While drug shortages peaked in 2011, the FDA says in its new 18-page draft guidance that the number of new drug shortages “has declined significantly since” that peak, bottoming out in 2015 and 2016, in part. through the enactment of a new law. , known as FDASIA, which helped the agency better prevent or mitigate drug supply disruptions and shortages, and clarified cGMP requirements.

However, the FDA explains how this downward trend “did not continue in subsequent years”, noting:

Drug shortages continue to occur and at approximately the same levels since 2018. Additionally, drug shortages have become more persistent (i.e., the duration of active drug shortages is getting longer). Many reasons for drug shortages are, for example, problems with drug quality, disruptions in supply chain manufacturing operations (for example, caused by a natural disaster or discontinuation of components by suppliers), limitations in forecasting future demand and product drug market withdrawals.
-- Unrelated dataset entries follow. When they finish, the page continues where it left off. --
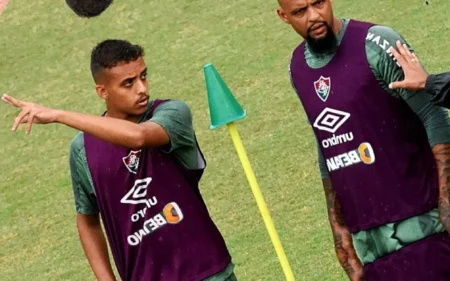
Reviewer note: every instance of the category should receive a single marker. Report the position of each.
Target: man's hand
(415, 75)
(31, 113)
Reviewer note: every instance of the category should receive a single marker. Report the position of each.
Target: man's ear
(101, 91)
(282, 15)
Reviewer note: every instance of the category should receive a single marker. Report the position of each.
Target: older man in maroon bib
(381, 160)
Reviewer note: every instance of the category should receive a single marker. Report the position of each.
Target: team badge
(132, 161)
(322, 87)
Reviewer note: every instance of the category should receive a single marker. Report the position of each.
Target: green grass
(44, 57)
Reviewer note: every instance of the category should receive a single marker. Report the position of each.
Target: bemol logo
(363, 154)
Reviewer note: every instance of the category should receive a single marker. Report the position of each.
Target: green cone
(223, 107)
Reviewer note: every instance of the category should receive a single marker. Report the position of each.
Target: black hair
(107, 54)
(88, 8)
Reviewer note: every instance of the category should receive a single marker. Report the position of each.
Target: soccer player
(384, 155)
(417, 79)
(137, 166)
(88, 8)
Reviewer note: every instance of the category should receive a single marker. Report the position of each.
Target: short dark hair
(88, 8)
(107, 54)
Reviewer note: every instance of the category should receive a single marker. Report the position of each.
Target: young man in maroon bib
(138, 166)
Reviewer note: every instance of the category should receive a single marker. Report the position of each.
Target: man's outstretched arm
(417, 79)
(112, 130)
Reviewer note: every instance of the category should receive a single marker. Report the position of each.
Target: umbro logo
(137, 194)
(330, 120)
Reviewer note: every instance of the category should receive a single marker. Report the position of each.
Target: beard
(326, 44)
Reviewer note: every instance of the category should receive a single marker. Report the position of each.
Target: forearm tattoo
(442, 156)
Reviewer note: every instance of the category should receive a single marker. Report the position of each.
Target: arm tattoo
(342, 238)
(442, 156)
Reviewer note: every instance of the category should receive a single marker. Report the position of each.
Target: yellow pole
(260, 201)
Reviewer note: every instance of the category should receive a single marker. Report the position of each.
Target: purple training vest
(157, 224)
(376, 149)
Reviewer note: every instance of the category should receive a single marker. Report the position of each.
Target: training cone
(223, 107)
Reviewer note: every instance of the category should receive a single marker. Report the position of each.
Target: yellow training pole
(260, 201)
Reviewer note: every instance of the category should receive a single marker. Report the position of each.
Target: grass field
(44, 57)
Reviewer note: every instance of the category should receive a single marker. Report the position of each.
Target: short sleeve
(82, 187)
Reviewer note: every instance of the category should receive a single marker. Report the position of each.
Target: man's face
(125, 88)
(312, 19)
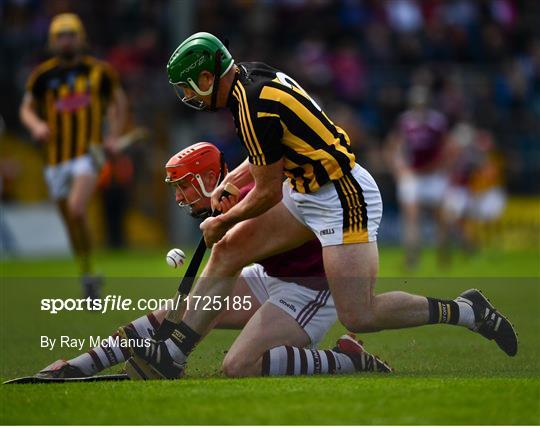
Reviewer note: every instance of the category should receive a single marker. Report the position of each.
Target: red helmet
(193, 161)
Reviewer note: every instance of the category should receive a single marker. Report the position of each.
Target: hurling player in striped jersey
(290, 306)
(326, 195)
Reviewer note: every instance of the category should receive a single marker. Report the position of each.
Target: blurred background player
(475, 199)
(66, 100)
(289, 298)
(418, 148)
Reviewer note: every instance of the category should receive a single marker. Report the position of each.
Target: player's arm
(266, 193)
(239, 177)
(31, 120)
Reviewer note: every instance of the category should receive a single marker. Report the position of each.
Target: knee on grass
(358, 321)
(236, 367)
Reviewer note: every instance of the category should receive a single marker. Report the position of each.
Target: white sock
(285, 360)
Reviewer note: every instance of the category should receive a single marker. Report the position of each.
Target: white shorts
(60, 177)
(456, 202)
(314, 310)
(488, 205)
(348, 210)
(425, 189)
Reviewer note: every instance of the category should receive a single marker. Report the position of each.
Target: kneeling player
(288, 317)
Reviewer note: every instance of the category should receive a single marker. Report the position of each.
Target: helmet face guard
(187, 202)
(194, 101)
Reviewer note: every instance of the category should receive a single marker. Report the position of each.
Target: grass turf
(444, 375)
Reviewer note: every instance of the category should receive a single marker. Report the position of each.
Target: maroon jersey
(423, 135)
(304, 264)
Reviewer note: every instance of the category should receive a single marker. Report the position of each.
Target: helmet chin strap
(207, 212)
(217, 78)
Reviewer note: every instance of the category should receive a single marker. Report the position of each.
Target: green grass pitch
(444, 375)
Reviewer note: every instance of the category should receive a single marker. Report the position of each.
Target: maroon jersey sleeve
(303, 265)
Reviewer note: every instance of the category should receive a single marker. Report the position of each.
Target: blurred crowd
(480, 61)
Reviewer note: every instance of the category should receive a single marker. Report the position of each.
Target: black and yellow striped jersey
(275, 118)
(72, 100)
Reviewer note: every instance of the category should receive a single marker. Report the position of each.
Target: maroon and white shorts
(314, 310)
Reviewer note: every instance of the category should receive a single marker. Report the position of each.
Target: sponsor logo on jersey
(73, 102)
(287, 304)
(327, 232)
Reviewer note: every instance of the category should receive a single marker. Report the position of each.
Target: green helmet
(195, 54)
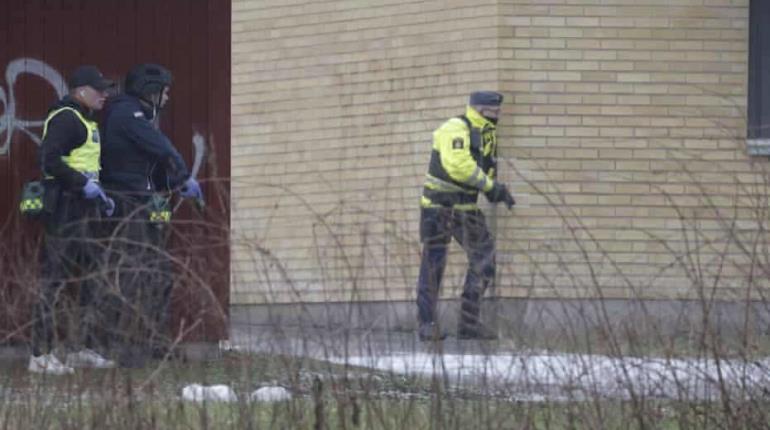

In March 2020, with the promulgation of the CARES ActCongress added a section to the law governing the FDA, which took effect in September 2020, that requires certain manufacturers to develop, maintain, and implement a “redundancy risk management plan that identifies and assesses risks for the supply of the drug, as applicable, for each establishment in which such drug or active pharmaceutical ingredient of such drug is manufactured.

Since at least the publication of ICH Q9 in 2006, the pharmaceutical industry has taken steps to implement quality risk management principles.

The types of drugs for which the FDA will require risk management plans include:

  • Essential and Life-Essential Drugs and APIs
  • Drugs to prevent or treat a disease or debilitating condition, including for emergency medical care or surgery or which are essential to public health during a public health emergency
  • Any associated medical device used for the preparation or administration of these drugs

For 7 other drug types, the FDA draft says it recommends, rather than requires, RMPs:

  1. Drugs to treat rare diseases
  2. Drugs that lack suitable alternatives
  3. Medical countermeasures used in the event of a potential public health emergency resulting from a terrorist attack with biological, chemical or radiological/nuclear material, or naturally emerging disease and other threatening agents (i.e. essential to national security)
  4. Single-source drugs
  5. Drugs with a single API manufacturer in the product supply chain that has been appropriately qualified by the finished dosage form (FDF) establishment’s quality unit
  6. Medicines with a single FDF manufacturer in the product supply chain
  7. Drugs manufactured at a facility (including packaging facilities and laboratories) with an inspection within the past 5 years that has been classified as an Official Action Indicated (OAI) and there is no other manufacturing facility that is qualified in the product supply chain to perform this operation

While the agency recognizes that shortages and shortage mitigation efforts represent a significant financial and resource burden on pharmaceutical companies, among other stakeholders, the FDA said it views RMPs as an important mechanism to proactively identify, assess and mitigate risks that could lead to disruption of drug supply.

Additionally, in recent years, the FDA said it has observed an increase in the number of cyberattacks against drugmakers “and is increasingly concerned about the effect of these attacks on the drug supply chain.”

In 2017, a cyberattack involving ransomware on Merck’s manufacturing operations led to issues that lasted more than a month after the attack.